La Commissione europea «continua a incoraggiare l’occupazione marocchina del Sahara Occidentale, mettendo in discussione la credibilità dell’Ue in materia di diritti».

QUESTA LA DICHIARAZIONE ufficiale del rappresentante del Fronte Polisario per l’Europa, Mohamed Sidati, dopo la firma, il 24 luglio, del nuovo accordo di pesca tra Ue e Marocco. Sidati ha richiesto agli stati membri dell’Unione e ai parlamentari europei di non sottoscrivere un progetto considerato «indegno» in quanto prevede lo sfruttamento delle risorse ittiche, anche nelle acque adiacenti al Sahara Occidentale, senza aver fatto nessun accordo con «l’unico legittimo rappresentante di quel territorio: il Fronte Polisario». «Il Marocco»- ha affermato Sidati – «ruba le risorse del nostro popolo che, intanto, vive in esilio nel deserto in condizioni di povertà e stenti, privato della sua terra e del suo mare e la Commissione Ue si rende complice di queste usurpazioni».

DA PARTE SUA IL MAROCCO si dichiara soddisfatto del rinnovo dell’accordo sulla pesca anche perché, secondo il ministro degli esteri di Rabat, Nasser Bourita, «questa è una tappa fondamentale per il Marocco in qualità di unico e legittimo interlocutore visto che nessuna intesa internazionale può essere conclusa senza includere la sovranità del regno sulle sue province meridionali del Sahara Occidentale». Compiacimento soprattutto per quanto riguarda gli aspetti economici: dal rialzo del numero di marinai marocchini a bordo delle navi europee, all’obbligatorietà di attraccaggio nei suoi porti per lo stoccaggio e la lavorazione del pesce fino al cospicuo contributo finanziario europeo che passa da 40 a 52 milioni di euro l’anno.

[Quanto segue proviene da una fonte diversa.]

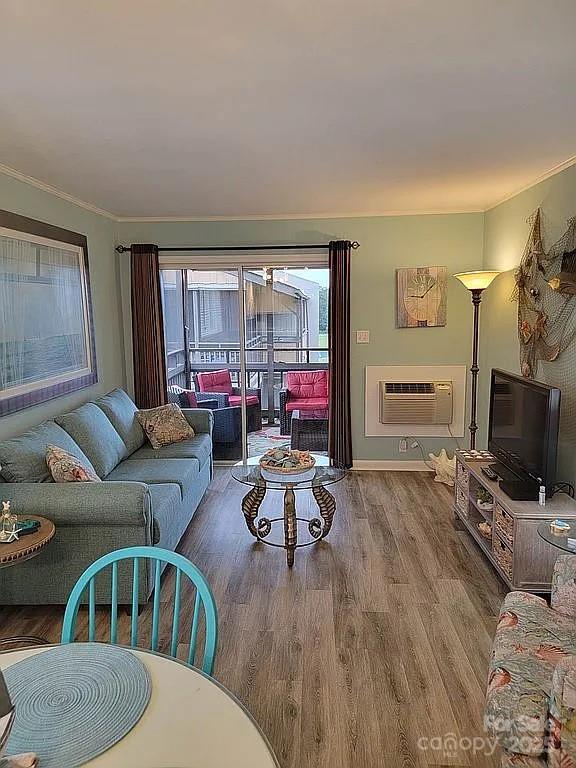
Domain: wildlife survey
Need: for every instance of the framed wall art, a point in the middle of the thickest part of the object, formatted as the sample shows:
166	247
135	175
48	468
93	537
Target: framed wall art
47	346
421	297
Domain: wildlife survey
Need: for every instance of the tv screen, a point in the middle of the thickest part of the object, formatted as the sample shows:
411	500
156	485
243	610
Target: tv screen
523	431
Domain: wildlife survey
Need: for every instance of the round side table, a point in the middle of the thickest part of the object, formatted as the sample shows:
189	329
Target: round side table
315	480
22	549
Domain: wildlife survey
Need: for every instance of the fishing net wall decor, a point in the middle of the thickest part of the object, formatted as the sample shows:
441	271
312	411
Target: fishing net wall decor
546	295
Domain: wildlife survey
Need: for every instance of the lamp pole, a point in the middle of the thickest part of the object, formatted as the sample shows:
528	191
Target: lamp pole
473	427
476	282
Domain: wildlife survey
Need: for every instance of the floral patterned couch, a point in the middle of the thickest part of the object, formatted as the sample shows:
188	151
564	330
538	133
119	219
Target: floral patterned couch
531	699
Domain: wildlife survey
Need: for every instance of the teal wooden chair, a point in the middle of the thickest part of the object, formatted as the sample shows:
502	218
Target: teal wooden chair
204	600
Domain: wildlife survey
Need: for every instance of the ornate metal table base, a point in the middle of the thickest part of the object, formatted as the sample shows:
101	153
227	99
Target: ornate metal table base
261	527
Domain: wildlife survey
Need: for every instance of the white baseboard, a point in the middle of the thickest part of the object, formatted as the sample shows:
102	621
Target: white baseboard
391	465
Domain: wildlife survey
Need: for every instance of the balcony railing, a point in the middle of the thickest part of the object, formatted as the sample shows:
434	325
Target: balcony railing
267	375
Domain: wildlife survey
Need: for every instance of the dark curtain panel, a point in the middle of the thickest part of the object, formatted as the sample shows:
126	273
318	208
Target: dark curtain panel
340	423
147	328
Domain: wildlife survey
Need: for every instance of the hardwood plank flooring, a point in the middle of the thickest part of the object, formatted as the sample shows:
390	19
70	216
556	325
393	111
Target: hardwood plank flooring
379	636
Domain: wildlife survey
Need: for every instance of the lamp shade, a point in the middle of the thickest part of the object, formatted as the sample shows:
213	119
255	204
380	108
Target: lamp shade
476	281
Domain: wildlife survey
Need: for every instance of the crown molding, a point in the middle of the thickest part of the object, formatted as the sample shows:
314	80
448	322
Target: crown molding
295	216
546	175
7	171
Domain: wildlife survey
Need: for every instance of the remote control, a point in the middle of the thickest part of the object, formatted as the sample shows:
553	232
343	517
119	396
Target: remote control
489	472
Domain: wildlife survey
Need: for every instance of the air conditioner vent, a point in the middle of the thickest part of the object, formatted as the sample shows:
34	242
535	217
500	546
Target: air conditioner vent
409	387
416	402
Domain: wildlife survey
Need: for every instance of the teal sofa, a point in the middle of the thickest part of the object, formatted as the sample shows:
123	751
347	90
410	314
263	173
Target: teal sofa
147	496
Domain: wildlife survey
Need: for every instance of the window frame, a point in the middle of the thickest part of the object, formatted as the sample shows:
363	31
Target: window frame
41	390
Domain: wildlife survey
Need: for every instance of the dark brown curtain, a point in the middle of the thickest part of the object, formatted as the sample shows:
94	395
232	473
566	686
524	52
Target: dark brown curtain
147	328
340	423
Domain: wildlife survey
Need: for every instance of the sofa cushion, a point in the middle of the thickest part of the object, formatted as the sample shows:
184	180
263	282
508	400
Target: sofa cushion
165	497
121	411
183	472
531	639
23	458
165	425
66	468
92	430
198	447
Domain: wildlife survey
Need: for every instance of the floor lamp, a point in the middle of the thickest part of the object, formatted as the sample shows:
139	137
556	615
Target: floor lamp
476	282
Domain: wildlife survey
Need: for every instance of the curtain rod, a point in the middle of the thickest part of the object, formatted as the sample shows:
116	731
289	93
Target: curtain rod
316	246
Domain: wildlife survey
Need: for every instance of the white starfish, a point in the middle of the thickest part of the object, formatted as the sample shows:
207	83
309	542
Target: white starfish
444	467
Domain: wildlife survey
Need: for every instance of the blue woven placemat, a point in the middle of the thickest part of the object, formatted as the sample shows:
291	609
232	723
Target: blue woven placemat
75	701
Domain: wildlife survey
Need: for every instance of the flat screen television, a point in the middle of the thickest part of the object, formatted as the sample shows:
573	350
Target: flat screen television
523	426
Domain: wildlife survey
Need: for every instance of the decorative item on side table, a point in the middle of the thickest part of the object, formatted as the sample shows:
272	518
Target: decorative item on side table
282	461
34	534
420	297
9	524
307	472
476	282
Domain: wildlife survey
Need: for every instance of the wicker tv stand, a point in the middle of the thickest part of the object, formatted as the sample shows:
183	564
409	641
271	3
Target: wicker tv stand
519	555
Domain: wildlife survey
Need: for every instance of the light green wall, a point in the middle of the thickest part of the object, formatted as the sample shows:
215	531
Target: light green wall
22	198
386	243
506	232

IL 18 LUGLIO, IN UNA LETTERA inviata a Pierre Moscovici, commissario europeo agli affari Finanziari ed Economici, gli eurodeputati Barbara Lochbihler, Helga Trüpel et Bodil Valero hanno denunciato «una grave violazione della legislazione della Ue, della giurisprudenza della Corte di Giustizia Europea (Cjeu) e del diritto internazionale poiché l’accordo non rispetta il diritto all’autodeterminazione del popolo saharawi», come stabilito dall’Onu. La scorsa settimana, per la terza volta in meno di un anno, la Cjeu ha confermato che la decisione dell’Ue, di includere il Sahara occidentale nei suoi accordi di associazione commerciale con il Marocco, è illegale.

Per la sentenza l’accordo «trasgredisce diverse regole del diritto internazionale riguardo al principio di autodeterminazione del popolo saharawi, incluso il diritto alla sovranità permanente sulle sue risorse naturali».

UNA DECISIONE che aveva particolarmente infastidito Rabat anche perché, secondo le stime della Western Sahara Campaign (associazione britannica vicina alle posizioni del Polisario), «le navi europee hanno pescato prevalentemente nelle acque del Sahara per oltre il 90% dei casi, mentre meno del 10% è avvenuto in acque autenticamente marocchine». Sempre in materia di diritti negati, l’Alto Commissariato delle Nazioni unite per i diritti dell’uomo (Hcdc) ha richiesto ieri al Marocco «chiarificazioni in merito al trattamento di numerosi prigionieri saharawi, in relazione alle proteste ed allo sciopero della fame portato avanti da Claude Mangin Asfari, cittadina francese, alla quale è stato negato, ripetutamente, di poter vedere il marito Naama Asfari». L’Hcdc e il Comitato delle Nazioni unite per la tortura (Cat) fanno riferimento al recente rapporto di Amnestyrelativo a 23 attivisti saharawi, detenuti dopo le proteste di Gdeim Izik (2010), torturati e condannati all’ergastolo senza una precisa accusa.

«RABAT HA VIOLATO» – ha affermato Ana Racu, esperta in diritti umani per l’Hcdc – «almeno 6 norme imposte dalla Convenzione contro le torture ed ha commesso numerose violenze fisiche e psicologiche nei confronti di quei detenuti».